Most hotels use AI. Few have scaled it. Dubai’s contactless check-in shows what’s next
Dubai: Artificial intelligence is now firmly embedded in Middle East hospitality. Most hotel groups are experimenting, piloting or actively using AI tools behind the scenes. Yet for many travellers, the experience still looks much the same.
That gap between adoption and impact is now the industry’s defining challenge.
A new PwC Middle East report shows that 91% of hospitality leaders in the region are already using or testing AI. Only 3% have managed to scale it across their organisations. The result is a sector rich in ambition but still uneven in execution.
As tourism volumes rise and competition intensifies, the focus is shifting from experimentation to delivery. What matters now is where AI actually changes the guest journey, lowers costs and improves service in visible ways.
The problem is not money. Nearly three-quarters of hospitality groups now have dedicated AI budgets. Many report clear gains, with 85% seeing measurable improvements in efficiency and cost control.
The real bottleneck is people.
Nearly 73% of organisations say they lack staff with the skills to manage AI tools or lead digital transformation. Systems exist, but teams struggle to connect data, integrate platforms and move beyond isolated use cases.
Moussa Beidas, partner and ideation lead at PwC Middle East, said the industry needs to shift gears.
“To unlock AI’s full potential in tourism and hospitality, industry leaders must move from pilots to scale, delivering personalised, predictive and seamless guest experiences,” he said. “Success will depend on embedding AI fluency across teams and expanding solutions that show real impact.”
Without that shift, AI risks becoming another layer of complexity rather than a driver of better service.
Behind the scenes, AI is reshaping how hotels operate. Predictive tools are helping optimise pricing and inventory. Automation is cutting manual processes. Data analytics are improving staffing decisions and demand forecasting.
These changes matter to owners and investors because they flow directly into margins.
Jonathan Worsley, chairman and chief executive of The Bench, which organises the Future Hospitality Summit, said AI’s role is often misunderstood.
“The opportunity with AI isn’t about replacing people,” he said. “It’s about empowering them with intelligence that deepens human connection, anticipates guest needs and optimises what already works.”

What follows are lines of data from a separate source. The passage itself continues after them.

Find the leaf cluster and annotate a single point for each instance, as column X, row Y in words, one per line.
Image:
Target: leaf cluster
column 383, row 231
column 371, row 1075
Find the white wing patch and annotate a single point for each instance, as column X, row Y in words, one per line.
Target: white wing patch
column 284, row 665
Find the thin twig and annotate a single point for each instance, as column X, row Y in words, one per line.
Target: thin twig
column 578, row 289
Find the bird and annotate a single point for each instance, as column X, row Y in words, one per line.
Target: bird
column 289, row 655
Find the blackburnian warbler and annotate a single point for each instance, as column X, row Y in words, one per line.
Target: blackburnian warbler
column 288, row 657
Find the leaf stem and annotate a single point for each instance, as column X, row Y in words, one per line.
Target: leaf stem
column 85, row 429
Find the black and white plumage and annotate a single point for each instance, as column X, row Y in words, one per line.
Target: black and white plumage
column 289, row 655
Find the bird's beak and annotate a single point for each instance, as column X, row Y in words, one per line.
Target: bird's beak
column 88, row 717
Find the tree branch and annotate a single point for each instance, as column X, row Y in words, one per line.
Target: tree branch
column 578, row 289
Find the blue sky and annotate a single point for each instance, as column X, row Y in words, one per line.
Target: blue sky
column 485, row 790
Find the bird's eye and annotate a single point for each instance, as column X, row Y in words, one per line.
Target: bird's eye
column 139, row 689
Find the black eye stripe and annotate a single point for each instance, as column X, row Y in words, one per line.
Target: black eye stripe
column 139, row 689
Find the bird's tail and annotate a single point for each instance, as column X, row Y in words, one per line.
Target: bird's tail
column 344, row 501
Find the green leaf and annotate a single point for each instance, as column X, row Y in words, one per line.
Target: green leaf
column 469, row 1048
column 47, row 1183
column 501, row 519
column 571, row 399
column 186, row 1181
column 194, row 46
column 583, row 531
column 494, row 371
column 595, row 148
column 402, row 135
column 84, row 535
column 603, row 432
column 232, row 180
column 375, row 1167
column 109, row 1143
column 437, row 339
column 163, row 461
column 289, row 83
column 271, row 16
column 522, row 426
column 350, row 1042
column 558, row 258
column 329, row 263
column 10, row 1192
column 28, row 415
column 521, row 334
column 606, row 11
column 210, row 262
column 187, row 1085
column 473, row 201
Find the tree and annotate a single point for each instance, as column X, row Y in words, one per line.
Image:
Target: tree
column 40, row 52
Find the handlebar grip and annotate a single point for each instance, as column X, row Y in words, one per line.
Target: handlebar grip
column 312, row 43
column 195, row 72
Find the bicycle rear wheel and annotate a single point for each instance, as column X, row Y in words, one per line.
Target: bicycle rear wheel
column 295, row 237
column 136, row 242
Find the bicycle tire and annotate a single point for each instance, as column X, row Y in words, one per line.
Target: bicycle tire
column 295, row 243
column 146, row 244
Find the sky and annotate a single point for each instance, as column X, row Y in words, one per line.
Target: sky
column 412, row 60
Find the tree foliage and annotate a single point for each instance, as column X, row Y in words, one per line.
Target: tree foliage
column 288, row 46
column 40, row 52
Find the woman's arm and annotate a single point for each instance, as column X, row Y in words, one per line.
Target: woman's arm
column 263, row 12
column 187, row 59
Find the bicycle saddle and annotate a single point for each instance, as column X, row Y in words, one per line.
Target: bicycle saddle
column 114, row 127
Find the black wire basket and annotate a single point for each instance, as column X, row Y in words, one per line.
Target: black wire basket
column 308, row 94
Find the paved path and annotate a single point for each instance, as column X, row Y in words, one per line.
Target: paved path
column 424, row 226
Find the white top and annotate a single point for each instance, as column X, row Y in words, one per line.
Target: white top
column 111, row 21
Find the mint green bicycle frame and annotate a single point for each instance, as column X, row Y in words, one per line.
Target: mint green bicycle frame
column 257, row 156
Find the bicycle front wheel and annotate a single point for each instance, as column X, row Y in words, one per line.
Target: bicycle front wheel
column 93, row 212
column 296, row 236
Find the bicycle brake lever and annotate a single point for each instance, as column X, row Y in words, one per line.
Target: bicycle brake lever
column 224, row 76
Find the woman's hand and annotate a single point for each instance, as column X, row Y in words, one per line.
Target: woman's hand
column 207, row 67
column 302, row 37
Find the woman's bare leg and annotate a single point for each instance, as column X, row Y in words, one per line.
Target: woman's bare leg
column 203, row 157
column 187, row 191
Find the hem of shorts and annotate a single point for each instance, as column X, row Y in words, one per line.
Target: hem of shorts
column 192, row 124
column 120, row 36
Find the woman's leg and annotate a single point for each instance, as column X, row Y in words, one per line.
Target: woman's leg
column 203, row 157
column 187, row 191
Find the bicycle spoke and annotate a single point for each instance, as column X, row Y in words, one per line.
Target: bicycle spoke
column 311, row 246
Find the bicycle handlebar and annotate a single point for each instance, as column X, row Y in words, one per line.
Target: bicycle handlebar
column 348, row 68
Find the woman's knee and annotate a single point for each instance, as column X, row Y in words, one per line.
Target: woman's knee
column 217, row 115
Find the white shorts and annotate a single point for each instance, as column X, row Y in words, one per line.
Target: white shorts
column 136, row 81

As operations become smarter, he added, hotels are seeing stronger financial sustainability and long-term value creation.
While much of the region is still scaling internally, Dubai has taken a different approach by focusing on what guests actually experience.
The emirate has rolled out a citywide contactless hotel check-in system that allows travellers to complete registration before arrival. Guests upload identification, complete biometric verification and confirm details on their phone. Once registered, the information remains valid until the ID expires. Future stays require only a quick facial scan.
All licensed hotels and holiday homes can integrate the system through their existing apps or websites. It is not brand-specific. It is a unified, government-backed framework rolled out under Dubai’s digital tourism agenda.
For travellers, the benefit is simple. You skip the front desk and go straight to your room. For hotels, the payoff is reduced congestion, faster peak check-ins and lower administrative load.
With nearly a quarter of Dubai’s visitors returning regularly, many guests only need to register once.
Contactless systems are spreading globally, but usually in fragments. Individual hotel chains roll out their own apps. Regulations differ. Identity checks often still happen at reception.
Dubai’s model stands out because it is standardised across the entire market.
In the US and Europe, mobile check-ins exist, but document verification often remains manual. In parts of Asia, self-service kiosks are common, yet foreign guests still queue for checks. What exists globally is a patchwork.
Dubai has replaced that with consistency, scale and ease of adoption. Hotels avoid costly hardware changes and plug into a secure, centralised identity system.
This aligns with wider smart-city infrastructure already familiar to travellers. Dubai’s airports use biometric passport control. Retail is dominated by tap-to-pay. Digital identity is routine and hotels were the missing link.
The PwC report argues that hospitality leaders should start with high-impact uses, reinvest gains and scale what works, rather than ripping out legacy systems. Strong data governance and continuous staff training are critical.
The workforce impact is also shifting. Seventy-seven percent of respondents expect AI to create new roles within five years, focused on managing systems, analysing insights and improving guest experience.
As the sector moves toward 2030, AI will become less visible and more embedded. Guests may not see the algorithms, but they will feel shorter waits, smoother arrivals, more relevant offers and better service consistency.